Many of us went on to attend colleges and universities. Most of us found careers in which we have been to some degree successful. Others of us have struggled with life. Some have been blessed materially while some of us have managed to "get by." High school sweethearts married and some of us are still married to each other today. Many of us became dad's and mom's and have now graduated to grandparents. We represent virtually every aspect of American society and culture.
But the irony of my life has been that in spite of all that has happened in our lives since that evening in May of 1965 and sometimes in spite of what has happened since my fondest memories are of those days spent with my 470 classmates at Pasadena High School and you the Class of 1965. If I remember correctly our class song was "Moments to Remember" and remember them we do. I can still hear the Four Lads as they sing the song.
What was it about those days of our youth that so embedded them in my life. Was it because it was a simpler more innocent time. I have often said that my father, (who spent his childhood in the shadow of WWI; As a youth endured the Great Depression and; As man flew war planes over Europe from 1943-1945 during WWII), lived in the "Best and Worst of Times." In contrast I believe my high school years and the years that followed were the "best of times."

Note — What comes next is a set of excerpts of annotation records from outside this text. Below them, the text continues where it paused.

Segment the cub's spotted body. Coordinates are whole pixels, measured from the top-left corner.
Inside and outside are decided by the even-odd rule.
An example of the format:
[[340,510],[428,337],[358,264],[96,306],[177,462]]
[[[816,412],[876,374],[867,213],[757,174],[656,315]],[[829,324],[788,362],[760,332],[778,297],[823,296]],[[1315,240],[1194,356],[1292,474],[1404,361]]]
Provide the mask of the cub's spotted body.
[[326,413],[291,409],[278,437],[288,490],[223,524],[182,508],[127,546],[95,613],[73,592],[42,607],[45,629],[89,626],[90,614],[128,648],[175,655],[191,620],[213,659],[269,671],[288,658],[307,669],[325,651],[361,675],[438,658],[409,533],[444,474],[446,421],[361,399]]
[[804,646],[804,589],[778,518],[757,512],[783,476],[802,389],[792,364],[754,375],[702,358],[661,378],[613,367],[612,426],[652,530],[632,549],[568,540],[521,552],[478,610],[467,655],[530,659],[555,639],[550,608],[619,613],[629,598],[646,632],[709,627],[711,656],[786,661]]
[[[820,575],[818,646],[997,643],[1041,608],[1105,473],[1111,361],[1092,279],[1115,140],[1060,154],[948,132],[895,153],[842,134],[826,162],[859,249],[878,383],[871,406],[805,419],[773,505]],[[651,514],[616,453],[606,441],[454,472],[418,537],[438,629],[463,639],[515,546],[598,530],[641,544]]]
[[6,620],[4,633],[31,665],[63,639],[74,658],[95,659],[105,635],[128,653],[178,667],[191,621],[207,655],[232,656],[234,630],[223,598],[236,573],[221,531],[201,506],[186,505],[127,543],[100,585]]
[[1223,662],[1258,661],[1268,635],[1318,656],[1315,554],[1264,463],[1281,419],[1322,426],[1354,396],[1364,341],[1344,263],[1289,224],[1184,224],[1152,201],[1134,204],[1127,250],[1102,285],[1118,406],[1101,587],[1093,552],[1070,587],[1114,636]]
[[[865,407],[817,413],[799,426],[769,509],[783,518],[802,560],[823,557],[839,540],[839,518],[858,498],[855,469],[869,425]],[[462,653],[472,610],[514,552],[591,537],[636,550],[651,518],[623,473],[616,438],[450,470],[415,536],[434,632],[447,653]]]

I really don't know why those days and these people are so near and dear to me --- I just know that they are. It is one of the mysteries of my life that I feel this fondness toward people many of whom I only casually knew in those days and have not seen since. Maybe after the 45th reunion I will come away with a better understanding . . . but somehow I rather doubt it. What I do know is this: I am thankful to God that I began my journey in life with this group of people. I wouldn't trade it for the world. Perhaps that's it . . . it was during those years and with these people that i realized my journey in life had begun in earnest . . . maybe.